Maths Continuity and Differentiability

Some of the common mistakes that people usually make while using logarithmic differentiation have been mentioned below:

• Not Multiplying by y: After logarithmic differentiation, it is mandatory to multiply by y to solve for dy/dx?
• Incorrectly Applying the Chain Rule: Make sure that you have correctly used the chain rule whenever you are differentiating a logarithmic expression.
• Using Wrong Logarithm: It is always advisable to use the natural logarithm (ln) instead of logarithms with other bases.
• Ignoring Domain Restrictions: Natural logarithm is only defined for the positive real numbers; therefore, y>0 whenever you apply logarithmic differentiation.

Logarithmic differentiation is used in the following cases:

• Logarithmic differentiation is used with functions that have a variable in both base and exponents.

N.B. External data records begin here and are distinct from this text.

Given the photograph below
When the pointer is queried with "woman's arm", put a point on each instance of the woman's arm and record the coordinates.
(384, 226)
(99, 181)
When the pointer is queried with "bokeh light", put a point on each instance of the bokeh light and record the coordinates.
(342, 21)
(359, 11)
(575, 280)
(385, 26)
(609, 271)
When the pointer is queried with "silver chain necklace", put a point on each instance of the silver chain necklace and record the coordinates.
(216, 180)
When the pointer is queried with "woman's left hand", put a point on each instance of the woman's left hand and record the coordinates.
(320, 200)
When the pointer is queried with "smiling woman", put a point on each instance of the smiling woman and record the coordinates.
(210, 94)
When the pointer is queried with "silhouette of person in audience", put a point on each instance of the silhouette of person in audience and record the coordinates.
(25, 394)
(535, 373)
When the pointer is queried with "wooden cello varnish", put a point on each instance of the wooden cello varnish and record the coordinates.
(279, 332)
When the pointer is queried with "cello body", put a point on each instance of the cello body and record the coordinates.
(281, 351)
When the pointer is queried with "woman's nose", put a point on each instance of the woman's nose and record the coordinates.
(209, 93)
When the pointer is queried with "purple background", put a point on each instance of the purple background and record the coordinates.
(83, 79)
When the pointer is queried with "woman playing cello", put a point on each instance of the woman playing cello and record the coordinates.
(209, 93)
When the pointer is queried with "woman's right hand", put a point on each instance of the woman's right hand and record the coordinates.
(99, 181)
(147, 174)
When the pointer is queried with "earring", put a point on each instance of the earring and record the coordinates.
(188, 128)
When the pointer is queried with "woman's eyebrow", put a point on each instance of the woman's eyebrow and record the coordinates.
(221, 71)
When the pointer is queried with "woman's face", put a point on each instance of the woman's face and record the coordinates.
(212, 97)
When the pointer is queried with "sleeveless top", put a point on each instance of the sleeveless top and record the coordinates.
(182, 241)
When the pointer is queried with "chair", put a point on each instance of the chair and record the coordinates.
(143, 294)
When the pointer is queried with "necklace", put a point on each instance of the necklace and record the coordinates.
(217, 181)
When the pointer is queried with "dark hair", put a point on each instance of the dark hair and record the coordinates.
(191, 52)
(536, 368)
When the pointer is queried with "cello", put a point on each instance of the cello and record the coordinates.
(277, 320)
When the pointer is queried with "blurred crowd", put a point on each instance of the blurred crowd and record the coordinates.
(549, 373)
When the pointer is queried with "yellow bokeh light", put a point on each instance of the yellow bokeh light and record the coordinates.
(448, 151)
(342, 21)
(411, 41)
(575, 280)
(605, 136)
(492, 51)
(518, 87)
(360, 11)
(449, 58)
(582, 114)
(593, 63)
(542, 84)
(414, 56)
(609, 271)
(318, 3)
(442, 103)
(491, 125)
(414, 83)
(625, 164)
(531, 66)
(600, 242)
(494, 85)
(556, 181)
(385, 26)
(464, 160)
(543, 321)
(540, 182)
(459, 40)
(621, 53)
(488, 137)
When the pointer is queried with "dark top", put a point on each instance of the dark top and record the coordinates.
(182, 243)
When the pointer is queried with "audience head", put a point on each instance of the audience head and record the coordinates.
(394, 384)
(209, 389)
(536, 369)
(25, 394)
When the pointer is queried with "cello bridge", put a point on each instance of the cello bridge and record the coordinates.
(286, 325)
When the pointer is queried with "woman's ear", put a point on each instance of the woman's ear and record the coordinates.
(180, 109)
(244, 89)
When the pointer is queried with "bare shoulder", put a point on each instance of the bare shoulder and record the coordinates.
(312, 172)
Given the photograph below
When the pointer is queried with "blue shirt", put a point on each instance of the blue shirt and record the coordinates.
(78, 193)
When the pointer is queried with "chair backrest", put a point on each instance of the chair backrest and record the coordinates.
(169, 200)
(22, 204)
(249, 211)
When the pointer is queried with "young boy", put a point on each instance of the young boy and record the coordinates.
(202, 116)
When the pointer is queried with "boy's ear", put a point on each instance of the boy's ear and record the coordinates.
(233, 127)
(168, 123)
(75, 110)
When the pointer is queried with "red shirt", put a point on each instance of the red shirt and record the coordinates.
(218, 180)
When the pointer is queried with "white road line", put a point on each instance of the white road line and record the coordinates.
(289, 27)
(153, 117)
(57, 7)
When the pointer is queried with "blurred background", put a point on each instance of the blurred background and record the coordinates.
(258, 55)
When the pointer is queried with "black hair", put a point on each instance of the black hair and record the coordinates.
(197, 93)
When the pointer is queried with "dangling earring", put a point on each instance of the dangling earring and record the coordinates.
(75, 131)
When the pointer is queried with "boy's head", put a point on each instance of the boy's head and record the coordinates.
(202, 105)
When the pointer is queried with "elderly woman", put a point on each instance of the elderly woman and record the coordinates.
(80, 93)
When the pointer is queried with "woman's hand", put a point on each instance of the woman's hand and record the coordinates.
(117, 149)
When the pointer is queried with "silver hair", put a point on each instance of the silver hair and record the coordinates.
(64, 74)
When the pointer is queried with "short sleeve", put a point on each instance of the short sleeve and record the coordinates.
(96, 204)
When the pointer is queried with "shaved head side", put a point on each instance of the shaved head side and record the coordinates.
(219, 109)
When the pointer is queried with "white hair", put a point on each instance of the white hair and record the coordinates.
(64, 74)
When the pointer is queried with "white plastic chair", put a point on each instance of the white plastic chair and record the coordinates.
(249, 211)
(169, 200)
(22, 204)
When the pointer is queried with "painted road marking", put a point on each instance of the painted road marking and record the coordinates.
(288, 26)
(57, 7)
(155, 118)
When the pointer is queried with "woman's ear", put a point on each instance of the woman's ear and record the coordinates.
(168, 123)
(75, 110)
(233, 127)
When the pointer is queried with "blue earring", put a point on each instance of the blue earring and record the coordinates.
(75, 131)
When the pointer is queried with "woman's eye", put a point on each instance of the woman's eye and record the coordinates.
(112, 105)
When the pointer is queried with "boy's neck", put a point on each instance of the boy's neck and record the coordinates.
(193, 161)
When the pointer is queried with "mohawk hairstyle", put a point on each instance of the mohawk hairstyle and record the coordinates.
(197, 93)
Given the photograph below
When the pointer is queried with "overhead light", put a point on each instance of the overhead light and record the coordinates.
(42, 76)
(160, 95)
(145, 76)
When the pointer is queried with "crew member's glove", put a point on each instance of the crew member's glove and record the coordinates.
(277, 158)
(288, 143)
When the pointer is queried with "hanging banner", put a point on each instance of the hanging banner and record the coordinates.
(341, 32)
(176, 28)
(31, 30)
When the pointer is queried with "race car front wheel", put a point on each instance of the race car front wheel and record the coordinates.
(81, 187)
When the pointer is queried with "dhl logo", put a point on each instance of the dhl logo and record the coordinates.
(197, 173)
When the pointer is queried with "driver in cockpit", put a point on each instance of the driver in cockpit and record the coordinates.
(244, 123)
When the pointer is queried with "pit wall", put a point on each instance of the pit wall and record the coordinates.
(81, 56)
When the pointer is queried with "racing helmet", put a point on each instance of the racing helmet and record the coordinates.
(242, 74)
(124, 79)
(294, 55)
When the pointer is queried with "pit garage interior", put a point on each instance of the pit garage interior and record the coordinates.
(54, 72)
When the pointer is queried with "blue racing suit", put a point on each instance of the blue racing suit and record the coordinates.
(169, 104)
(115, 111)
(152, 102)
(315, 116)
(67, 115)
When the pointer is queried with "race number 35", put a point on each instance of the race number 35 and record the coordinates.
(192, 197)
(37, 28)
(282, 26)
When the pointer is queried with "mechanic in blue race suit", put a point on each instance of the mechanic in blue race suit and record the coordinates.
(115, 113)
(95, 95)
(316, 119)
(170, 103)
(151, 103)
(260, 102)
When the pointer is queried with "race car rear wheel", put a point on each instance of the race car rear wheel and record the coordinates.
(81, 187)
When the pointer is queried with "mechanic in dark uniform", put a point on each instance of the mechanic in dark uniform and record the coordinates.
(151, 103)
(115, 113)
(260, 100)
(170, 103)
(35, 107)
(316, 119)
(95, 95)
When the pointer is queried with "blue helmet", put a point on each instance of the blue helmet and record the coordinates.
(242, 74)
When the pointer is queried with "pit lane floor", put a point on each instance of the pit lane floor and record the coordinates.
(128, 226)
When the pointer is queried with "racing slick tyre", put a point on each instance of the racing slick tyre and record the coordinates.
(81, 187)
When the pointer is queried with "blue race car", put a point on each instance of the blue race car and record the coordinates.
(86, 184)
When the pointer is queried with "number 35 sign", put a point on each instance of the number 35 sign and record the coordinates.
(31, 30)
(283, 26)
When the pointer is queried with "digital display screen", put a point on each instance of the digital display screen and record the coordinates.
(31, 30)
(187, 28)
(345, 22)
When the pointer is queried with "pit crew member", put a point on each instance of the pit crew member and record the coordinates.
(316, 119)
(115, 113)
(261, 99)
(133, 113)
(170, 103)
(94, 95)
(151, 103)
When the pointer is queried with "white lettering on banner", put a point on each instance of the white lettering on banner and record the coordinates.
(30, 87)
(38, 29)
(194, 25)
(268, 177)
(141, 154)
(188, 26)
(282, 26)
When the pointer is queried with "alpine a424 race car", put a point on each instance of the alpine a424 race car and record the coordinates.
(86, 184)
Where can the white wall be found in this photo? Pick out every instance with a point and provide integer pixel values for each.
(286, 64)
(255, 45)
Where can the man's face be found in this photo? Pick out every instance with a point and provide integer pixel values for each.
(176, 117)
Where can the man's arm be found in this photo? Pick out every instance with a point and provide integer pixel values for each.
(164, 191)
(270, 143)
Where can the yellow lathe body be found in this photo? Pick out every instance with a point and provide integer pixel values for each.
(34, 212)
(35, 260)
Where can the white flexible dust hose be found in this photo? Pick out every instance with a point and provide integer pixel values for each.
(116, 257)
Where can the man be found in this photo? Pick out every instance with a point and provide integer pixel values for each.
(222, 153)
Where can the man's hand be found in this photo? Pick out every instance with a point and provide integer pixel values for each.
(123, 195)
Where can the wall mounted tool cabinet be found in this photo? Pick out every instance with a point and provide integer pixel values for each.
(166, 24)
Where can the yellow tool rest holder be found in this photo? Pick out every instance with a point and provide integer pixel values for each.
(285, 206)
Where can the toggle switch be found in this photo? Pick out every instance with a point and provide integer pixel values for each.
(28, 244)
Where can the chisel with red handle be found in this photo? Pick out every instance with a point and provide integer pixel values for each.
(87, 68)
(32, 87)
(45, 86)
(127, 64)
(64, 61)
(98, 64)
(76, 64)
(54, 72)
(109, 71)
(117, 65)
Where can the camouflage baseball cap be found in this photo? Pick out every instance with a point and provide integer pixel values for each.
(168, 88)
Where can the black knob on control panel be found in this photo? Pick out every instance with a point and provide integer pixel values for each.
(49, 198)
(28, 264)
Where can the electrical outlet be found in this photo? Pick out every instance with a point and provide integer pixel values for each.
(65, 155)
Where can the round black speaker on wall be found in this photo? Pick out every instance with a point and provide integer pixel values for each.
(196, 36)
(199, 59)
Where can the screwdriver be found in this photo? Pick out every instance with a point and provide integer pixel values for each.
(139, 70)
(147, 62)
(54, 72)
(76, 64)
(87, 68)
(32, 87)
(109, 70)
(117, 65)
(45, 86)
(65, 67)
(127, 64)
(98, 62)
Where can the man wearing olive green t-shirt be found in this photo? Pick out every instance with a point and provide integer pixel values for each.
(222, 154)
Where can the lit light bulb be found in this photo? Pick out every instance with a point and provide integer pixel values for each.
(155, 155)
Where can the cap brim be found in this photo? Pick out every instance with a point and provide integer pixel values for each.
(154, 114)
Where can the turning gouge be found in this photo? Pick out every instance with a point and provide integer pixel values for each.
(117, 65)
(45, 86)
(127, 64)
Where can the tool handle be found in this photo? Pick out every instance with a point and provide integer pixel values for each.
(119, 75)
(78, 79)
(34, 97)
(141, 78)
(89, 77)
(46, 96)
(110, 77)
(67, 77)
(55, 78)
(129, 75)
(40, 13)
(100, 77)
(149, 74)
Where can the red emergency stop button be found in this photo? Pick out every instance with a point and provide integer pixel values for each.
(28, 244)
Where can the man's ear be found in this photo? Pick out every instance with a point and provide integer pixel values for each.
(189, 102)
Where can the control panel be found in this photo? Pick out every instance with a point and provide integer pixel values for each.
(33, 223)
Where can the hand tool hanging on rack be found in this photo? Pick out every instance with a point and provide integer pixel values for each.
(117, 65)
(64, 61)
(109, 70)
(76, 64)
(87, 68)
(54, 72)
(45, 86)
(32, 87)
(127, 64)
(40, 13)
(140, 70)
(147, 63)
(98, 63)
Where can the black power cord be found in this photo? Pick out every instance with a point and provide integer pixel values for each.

In such a case, standard differentiation rules do not apply directly to such functions. This differentiation converts exponentiation into multiplication.
• Another area where logarithmic differentiation is used is with a function which is the product of a quotient of multiple terms. 
• Whenever a function has a complex combination of multiplication, division and exponentiation, logarithmic differentiation is preferred. This differentiation eases the complexity by converting multiplicative relations into additive ones that are easier to handle.

We use parametric equations for the following reasons:

• Parametric equations represent all those curves that are otherwise impossible to be represented as a single function. Circles, cycloids, ellipses and spirals are all described using parametric equations.
• These equations can easily describe motion of objects over time.
• Parametric equations help in breaking down complex relationships into simpler components. Rather than dealing with single complex equation, one can describe x and y seperately in terms of t parameter.
• These equations extend to three dimensions easily and naturally, so that one can describe curves and surfaces in 3D space.